The Colorado-headquartered firm suspended the underground operation in Durango state last June, mainly due to a decline in metal prices. Prior to that, it was processing the mine’s sulphide and oxide material in two separate plants for a combined throughput of 500 tonnes per day, with cash costs exceeding US$30 silver per oz.

However, last May it estimated if it continued running the mine for the reminder of 2013, it would have had a negative operating margin of US$5 million at metal prices US$1,500 oz. gold and US$25 per oz. silver. This caused the firm to place its sole producing asset on care and maintenance in the following month, and re-think its mine plan.

While the precious metals prices haven’t shown a significant recovery since then, the company has pared down costs by reducing throughput and its labour force, and by improving its underground infrastructure.

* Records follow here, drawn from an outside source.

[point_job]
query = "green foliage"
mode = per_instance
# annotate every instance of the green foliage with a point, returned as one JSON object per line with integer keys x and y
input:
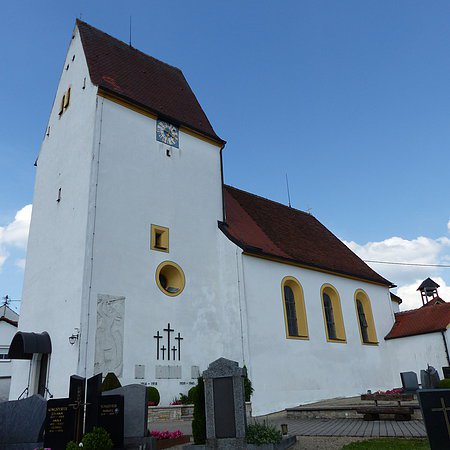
{"x": 248, "y": 388}
{"x": 263, "y": 433}
{"x": 199, "y": 420}
{"x": 444, "y": 384}
{"x": 153, "y": 395}
{"x": 97, "y": 439}
{"x": 110, "y": 382}
{"x": 389, "y": 444}
{"x": 72, "y": 445}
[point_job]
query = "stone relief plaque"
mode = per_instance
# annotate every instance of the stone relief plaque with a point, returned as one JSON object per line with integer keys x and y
{"x": 109, "y": 334}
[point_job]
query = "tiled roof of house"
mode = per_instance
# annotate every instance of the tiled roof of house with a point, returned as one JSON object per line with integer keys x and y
{"x": 433, "y": 316}
{"x": 125, "y": 71}
{"x": 267, "y": 228}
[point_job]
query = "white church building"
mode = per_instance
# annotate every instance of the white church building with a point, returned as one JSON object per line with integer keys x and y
{"x": 142, "y": 262}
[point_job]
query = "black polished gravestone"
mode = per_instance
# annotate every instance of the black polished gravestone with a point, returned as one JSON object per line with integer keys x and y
{"x": 111, "y": 417}
{"x": 65, "y": 416}
{"x": 435, "y": 406}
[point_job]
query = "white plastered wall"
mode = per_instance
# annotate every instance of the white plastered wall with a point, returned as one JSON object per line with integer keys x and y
{"x": 56, "y": 247}
{"x": 288, "y": 372}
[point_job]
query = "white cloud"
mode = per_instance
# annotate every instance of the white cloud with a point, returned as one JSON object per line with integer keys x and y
{"x": 15, "y": 234}
{"x": 422, "y": 250}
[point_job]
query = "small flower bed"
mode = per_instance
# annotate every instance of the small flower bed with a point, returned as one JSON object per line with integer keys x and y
{"x": 166, "y": 434}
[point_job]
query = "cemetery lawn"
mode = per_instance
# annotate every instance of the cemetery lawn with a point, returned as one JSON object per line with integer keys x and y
{"x": 389, "y": 444}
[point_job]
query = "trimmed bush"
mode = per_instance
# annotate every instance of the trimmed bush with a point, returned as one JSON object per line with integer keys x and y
{"x": 248, "y": 388}
{"x": 263, "y": 433}
{"x": 199, "y": 420}
{"x": 444, "y": 384}
{"x": 153, "y": 395}
{"x": 110, "y": 382}
{"x": 97, "y": 439}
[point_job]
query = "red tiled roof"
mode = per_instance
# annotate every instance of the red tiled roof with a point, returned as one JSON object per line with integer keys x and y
{"x": 118, "y": 68}
{"x": 264, "y": 227}
{"x": 429, "y": 318}
{"x": 11, "y": 322}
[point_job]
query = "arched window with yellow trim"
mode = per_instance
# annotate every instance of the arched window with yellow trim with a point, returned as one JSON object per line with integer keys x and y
{"x": 294, "y": 309}
{"x": 332, "y": 314}
{"x": 364, "y": 314}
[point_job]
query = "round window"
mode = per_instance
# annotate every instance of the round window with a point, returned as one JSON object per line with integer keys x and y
{"x": 170, "y": 278}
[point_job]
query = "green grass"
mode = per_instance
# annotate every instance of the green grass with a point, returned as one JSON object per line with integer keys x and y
{"x": 389, "y": 444}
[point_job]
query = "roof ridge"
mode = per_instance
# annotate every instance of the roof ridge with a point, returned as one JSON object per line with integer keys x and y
{"x": 290, "y": 208}
{"x": 122, "y": 43}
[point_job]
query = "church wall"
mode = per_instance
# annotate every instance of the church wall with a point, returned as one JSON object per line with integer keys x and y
{"x": 56, "y": 247}
{"x": 413, "y": 353}
{"x": 139, "y": 185}
{"x": 287, "y": 372}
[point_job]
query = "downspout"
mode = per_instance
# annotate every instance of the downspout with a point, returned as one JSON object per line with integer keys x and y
{"x": 446, "y": 347}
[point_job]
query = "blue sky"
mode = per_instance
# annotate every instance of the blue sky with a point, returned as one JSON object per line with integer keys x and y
{"x": 350, "y": 98}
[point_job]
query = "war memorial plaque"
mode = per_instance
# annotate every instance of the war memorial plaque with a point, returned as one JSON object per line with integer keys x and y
{"x": 59, "y": 423}
{"x": 435, "y": 406}
{"x": 111, "y": 417}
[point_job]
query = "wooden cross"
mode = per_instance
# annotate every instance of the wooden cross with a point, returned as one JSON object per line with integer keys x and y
{"x": 169, "y": 330}
{"x": 444, "y": 410}
{"x": 157, "y": 337}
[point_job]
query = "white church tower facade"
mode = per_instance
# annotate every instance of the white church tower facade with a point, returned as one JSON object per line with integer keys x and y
{"x": 143, "y": 263}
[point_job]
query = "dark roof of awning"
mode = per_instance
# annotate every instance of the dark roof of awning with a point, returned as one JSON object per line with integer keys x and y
{"x": 24, "y": 345}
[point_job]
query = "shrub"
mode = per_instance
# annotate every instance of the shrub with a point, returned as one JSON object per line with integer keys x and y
{"x": 110, "y": 382}
{"x": 444, "y": 384}
{"x": 199, "y": 420}
{"x": 248, "y": 388}
{"x": 153, "y": 395}
{"x": 262, "y": 433}
{"x": 97, "y": 439}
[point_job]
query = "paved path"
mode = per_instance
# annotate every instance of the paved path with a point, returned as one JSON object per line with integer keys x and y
{"x": 325, "y": 427}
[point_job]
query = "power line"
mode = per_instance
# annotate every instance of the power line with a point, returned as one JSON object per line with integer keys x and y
{"x": 407, "y": 264}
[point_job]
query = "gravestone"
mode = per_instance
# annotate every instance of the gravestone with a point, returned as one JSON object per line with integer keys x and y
{"x": 429, "y": 378}
{"x": 136, "y": 409}
{"x": 111, "y": 414}
{"x": 225, "y": 405}
{"x": 60, "y": 423}
{"x": 93, "y": 395}
{"x": 435, "y": 406}
{"x": 409, "y": 381}
{"x": 22, "y": 423}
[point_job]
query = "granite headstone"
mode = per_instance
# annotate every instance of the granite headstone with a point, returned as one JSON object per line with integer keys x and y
{"x": 22, "y": 423}
{"x": 409, "y": 381}
{"x": 435, "y": 406}
{"x": 225, "y": 405}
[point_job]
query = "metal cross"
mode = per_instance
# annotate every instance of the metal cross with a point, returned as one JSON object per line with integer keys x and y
{"x": 444, "y": 410}
{"x": 157, "y": 337}
{"x": 179, "y": 339}
{"x": 169, "y": 330}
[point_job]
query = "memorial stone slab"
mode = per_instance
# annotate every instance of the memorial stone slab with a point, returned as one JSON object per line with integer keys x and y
{"x": 111, "y": 417}
{"x": 60, "y": 424}
{"x": 446, "y": 372}
{"x": 435, "y": 406}
{"x": 22, "y": 422}
{"x": 409, "y": 381}
{"x": 136, "y": 409}
{"x": 225, "y": 406}
{"x": 93, "y": 396}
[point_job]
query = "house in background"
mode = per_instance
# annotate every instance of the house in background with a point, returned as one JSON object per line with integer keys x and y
{"x": 420, "y": 336}
{"x": 8, "y": 328}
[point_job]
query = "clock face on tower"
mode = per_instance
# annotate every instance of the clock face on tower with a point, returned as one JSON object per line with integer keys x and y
{"x": 167, "y": 133}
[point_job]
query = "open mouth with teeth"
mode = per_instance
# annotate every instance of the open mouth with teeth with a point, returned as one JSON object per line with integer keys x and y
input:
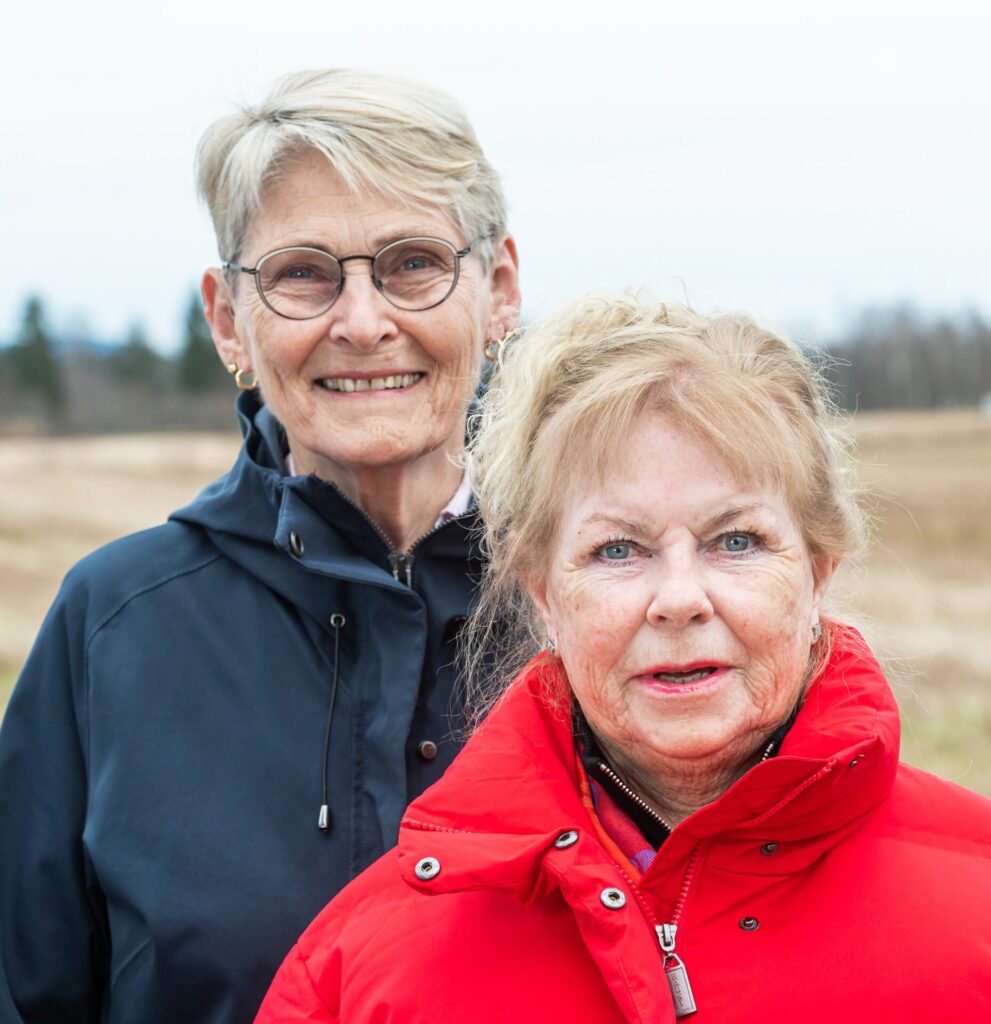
{"x": 695, "y": 676}
{"x": 350, "y": 384}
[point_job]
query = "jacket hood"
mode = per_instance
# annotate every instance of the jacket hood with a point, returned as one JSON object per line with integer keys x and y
{"x": 517, "y": 783}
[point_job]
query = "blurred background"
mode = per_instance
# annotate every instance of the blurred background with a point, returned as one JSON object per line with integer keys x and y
{"x": 824, "y": 169}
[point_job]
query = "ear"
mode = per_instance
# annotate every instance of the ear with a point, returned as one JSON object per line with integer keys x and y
{"x": 219, "y": 311}
{"x": 822, "y": 569}
{"x": 536, "y": 588}
{"x": 505, "y": 285}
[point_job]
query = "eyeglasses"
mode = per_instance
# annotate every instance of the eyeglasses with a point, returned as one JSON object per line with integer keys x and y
{"x": 301, "y": 283}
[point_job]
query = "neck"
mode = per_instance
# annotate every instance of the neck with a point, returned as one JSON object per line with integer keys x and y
{"x": 403, "y": 500}
{"x": 679, "y": 790}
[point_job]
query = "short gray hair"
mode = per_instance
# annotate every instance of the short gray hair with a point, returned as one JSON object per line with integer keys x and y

The firm intends to resume mining in the third quarter of 2014, focusing mostly on the San Mateo vein. It plans to stockpile the mined material until the fourth quarter, at which time it should start up the sulphide mill as well as begin mining the Terneras vein. (The San Mateo and Terneras veins were the focus of this year’s 8,000-metre drill program.)

Golden Minerals expects to process 150 tonnes per day of sulphide ores in the fourth quarter, before ramping up to 285 tonnes per day in mid-2015. This compares previously to 500 tonnes per day of sulphide and oxide ores.

Production in the fourth quarter should total around 150,000 silver-equivalent oz. (including silver and gold, but not lead and zinc) before reaching 275,000 silver-equivalent oz. per quarter in mid-2015, once the operation ramps up.

Cash costs per silver oz., net of byproduct credits, should total US$30 in the fourth quarter, before decreasing to between US$12 and US$15 in mid-2015.

“Our team has worked diligently since the suspension of operations at Velardena to streamline the operation for a restart,” Jeffrey Clevenger, the company’s chairman and CEO, said in a statement. “Once ramped up, out restart plans show incremental cash for the company of about US$5 million to US$8 million per year at today’s prices (about US$20 per oz. silver and US$1,250 per oz. gold) as compared to holding the property for the future.”

To help improve efficiencies, Golden Minerals has brought in a new team of employees, including a new general manager and managers for both the mine and mill. It has also scaled back its previous 470-person staff to 150 employees.  

On the infrastructure front, it has completed a 1.9 km long access ramp into the mine. “This ramp will provide more efficient and lower cost removal of mined material from the underground mine workings as compared to pre-suspension haulage primarily from a low capacity internal shaft,” the company explains.

All these changes, should contribute to the operation, once at full capacity, churning out 1 million to 1.2 million silver equivalent oz. a year, at cash costs of US$12 to US$15 per silver oz. net of by-product credits.

Golden Minerals soared 92% in the two days following the mine restart news to close June 19 at $1.48. Today in late afternoon, it shares were trading around $1.22.